Seit 2005 dürfen Ärzte OTC-Präparate in der Regel nicht mehr auf Kosten der Kassen verordnen. Das hat dazu geführt, dass Patienten immer seltener zum Arzt gehen und zunächst versuchen sich selbst zu therapieren, um zumindest die Praxisgebühr zu sparen. Das kann jedoch gesundheitsgefährdende Folgen haben, etwa wenn das OTC-Präparat zu Wechselwirkungen mit anderen Medikamenten führt, die der Patient einnimmt.
Für die Apotheken bedeutet die OTC-Regelung einen höheren Beratungsaufwand - denn sie müssen die Patienten gegebenenfalls darauf hinweisen, dass ein bestimmtes Medikament für sie nicht geeignet ist.
Generika: gleicher Wirkstoff, geringerer Preis
Eine weitere Maßnahme, um die Arzneimittelkosten der Krankenkassen zu senken, ist der Einsatz sogenannter Generika: Sobald der Patentschutz für ein Medikament ausläuft, dürfen andere Arzneimittelhersteller das Präparat „nachbauen“. Generika enthalten somit den gleichen Wirkstoff wie die Originalpräparate, sind aber preisgünstiger, da die Hersteller keine Forschungsarbeit mehr leisten müssen. Die Apotheken sind von der Politik dazu angehalten, bei der Medikamentenausgabe günstigere Generika den teuren Originalpräparaten vorzuziehen, sofern der jeweilige Arzt dies nicht ausgeschlossen hat.

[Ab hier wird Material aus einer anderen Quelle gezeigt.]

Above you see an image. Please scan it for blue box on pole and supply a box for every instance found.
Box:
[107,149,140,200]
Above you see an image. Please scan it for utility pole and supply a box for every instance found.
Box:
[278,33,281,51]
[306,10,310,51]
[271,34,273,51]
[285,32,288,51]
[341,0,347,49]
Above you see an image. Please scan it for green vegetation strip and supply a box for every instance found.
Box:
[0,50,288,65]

Rabattverträge kosten Apotheker Zeit
Bereits seit 2007 können die Krankenkassen darüber hinaus Rabattverträge mit den Arzneimittelherstellern aushandeln, um ihre Ausgaben zu senken. Apotheker sind seitdem bei der Medikamentenausgabe verpflichtet zu überprüfen, ob es Präparate gibt, bei denen ein Rabattvertrag der jeweiligen Krankenkasse greift - ein weiterer Mehraufwand, der Zeit und damit Geld kostet. Nur in Ausnahmefällen durften Apotheker bislang andere Arzneimittel ausgeben, etwa wenn ein Patient dringend ein Antibiotikum benötigt und das entsprechende Präparat nicht vorrätig war.
Seit 2011 können Patienten auch auf Ausgabe eines bestimmten Arzneimittels bestehen, wenn sie das Rabatt-Präparat nicht einnehmen wollen. Sie müssen das Medikament dann zunächst selbst bezahlen und können es sich anschließend von ihrer Krankenkasse erstatten lassen - meist leider unter Abzug der entstandenen Mehrkosten und zum Teil sogar einer Servicegebühr.

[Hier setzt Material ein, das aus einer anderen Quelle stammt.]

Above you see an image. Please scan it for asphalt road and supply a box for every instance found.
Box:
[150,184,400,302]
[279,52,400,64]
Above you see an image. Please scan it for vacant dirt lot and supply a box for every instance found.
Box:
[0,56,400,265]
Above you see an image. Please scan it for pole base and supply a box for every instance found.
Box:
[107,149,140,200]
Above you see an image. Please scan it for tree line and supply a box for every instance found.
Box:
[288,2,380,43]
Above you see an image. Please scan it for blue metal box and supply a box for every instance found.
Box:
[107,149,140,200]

„Aut idem“ stiftet Verwirrung bei Patienten
Mittels der sogenannten Aut-idem-Regelung können Ärzte die Rabattverträge aushebeln. „Aut idem“ heißt „Oder Gleiches“ und bedeutet, dass Apotheker auch ein anderes Medikament ausgeben dürfen, das gleich wirkt. Kreuzt ein Arzt aber auf dem Rezept das Kästchen „aut idem“ an, darf der jeweilige Apotheker nur das auf dem Rezept genannte Arzneimittel aushändigen - auch wenn Rabattverträge mit einem anderen Hersteller bestehen.
Die Aut-idem-Regelung hat bei vielen Patienten zu Verwirrung geführt - vor allem bei älteren Menschen, die oft mehrere verschiedene Medikamente nehmen müssen. Wenn Verpackung und Aussehen der Medikamente ständig wechseln, kommt es unter anderem schneller zu Einnahmefehlern. Die Apotheker mussten daher bislang viel Aufklärungsarbeit leisten: Denn der Ärger der Patienten darüber, dass sie nicht mehr ihre gewohnten Medikamente bekamen, entlud sich oft in der Apotheke.
Aus diesem Grund können die Patienten seit 2011 auch in diesen Fällen auf ein bestimmtes Arzneimittel bestehen. Dann müssen sie den Betrag wiederum vorschießen und sollen ihn anschließend von ihrer Krankenkasse erstattet bekommen - doch wie im Fall der Rabattverträge berechnen die Kassen den Patienten auch hier oftmals die entstandenen Zusatzkosten.